There are many different ways to train your puppy, but today we’re going to focus on in-home training. This type of training has many benefits; it’s convenient, less expensive than our Puppy Boot Camp Training Geneva IL and it builds the bond between you and your pup. But there are also some things you need to take into consideration before you start training. Let’s discuss a few of those now.
The Right Time to Start Training
One factor you need to consider when deciding if in-home training is right for your puppy is their age. We generally recommended that puppies start training around 8-10 weeks old. However, this will vary depending on your pup’s individual personality and energy level.
Another thing to keep in mind is that puppies go through different stages of development during their first year, and each stage presents its own challenges (and opportunities) for training.

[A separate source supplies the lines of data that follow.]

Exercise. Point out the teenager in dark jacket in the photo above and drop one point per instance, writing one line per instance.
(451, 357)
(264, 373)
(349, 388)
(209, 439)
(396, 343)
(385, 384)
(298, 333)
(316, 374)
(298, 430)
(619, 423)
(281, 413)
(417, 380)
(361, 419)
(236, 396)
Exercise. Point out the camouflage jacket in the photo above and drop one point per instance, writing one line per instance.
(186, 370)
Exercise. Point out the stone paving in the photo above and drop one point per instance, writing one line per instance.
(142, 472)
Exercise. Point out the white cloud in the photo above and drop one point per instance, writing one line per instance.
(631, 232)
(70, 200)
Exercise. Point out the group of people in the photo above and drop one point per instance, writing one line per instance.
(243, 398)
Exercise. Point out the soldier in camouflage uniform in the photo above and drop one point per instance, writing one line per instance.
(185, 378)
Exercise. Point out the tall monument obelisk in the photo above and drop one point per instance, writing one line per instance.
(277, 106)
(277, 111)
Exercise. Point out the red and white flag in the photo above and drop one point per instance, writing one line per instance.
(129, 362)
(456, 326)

For example, teething puppies may be more likely to mouth or chew on things they shouldn’t, so you’ll need to redirect their chewing behaviors during this stage. Starting your training early with a professional in home trainer will give you the heads up on what to expect at certain ages and how to address problematic behaviors before they occur.
Your Puppy’s Personality
Another factor to consider for starting in-home puppy training versus classes is your pup’s personality. Some pups are naturally shyer or reserved while others are outgoing and curious. Consider how your pup behaves around other people and animals; do they tend to hide behind you or bark aggressively? If your pup is more on the shy side, in-home training will be the best option because it will allow them to learn in their own environment without being overwhelmed by too many stimuli at once. The same can be said for a very outgoing and playful pup, who will have a difficult time attending group classes which can become stressful for the pet parents. Some people may think group classes are good for socialization, but group training is not the same as socialization. Socialization is when dogs interact and play, group training is distraction training and many puppies are challenged by paying attention in a group setting.
Conclusion: In-home puppy training is a great option for many pup owners, it benefits both shy and energic puppies, but it also teaches the family how to effective in communication. By taking these things into account, you can set both you and your pup up for success in the long run. Happy training!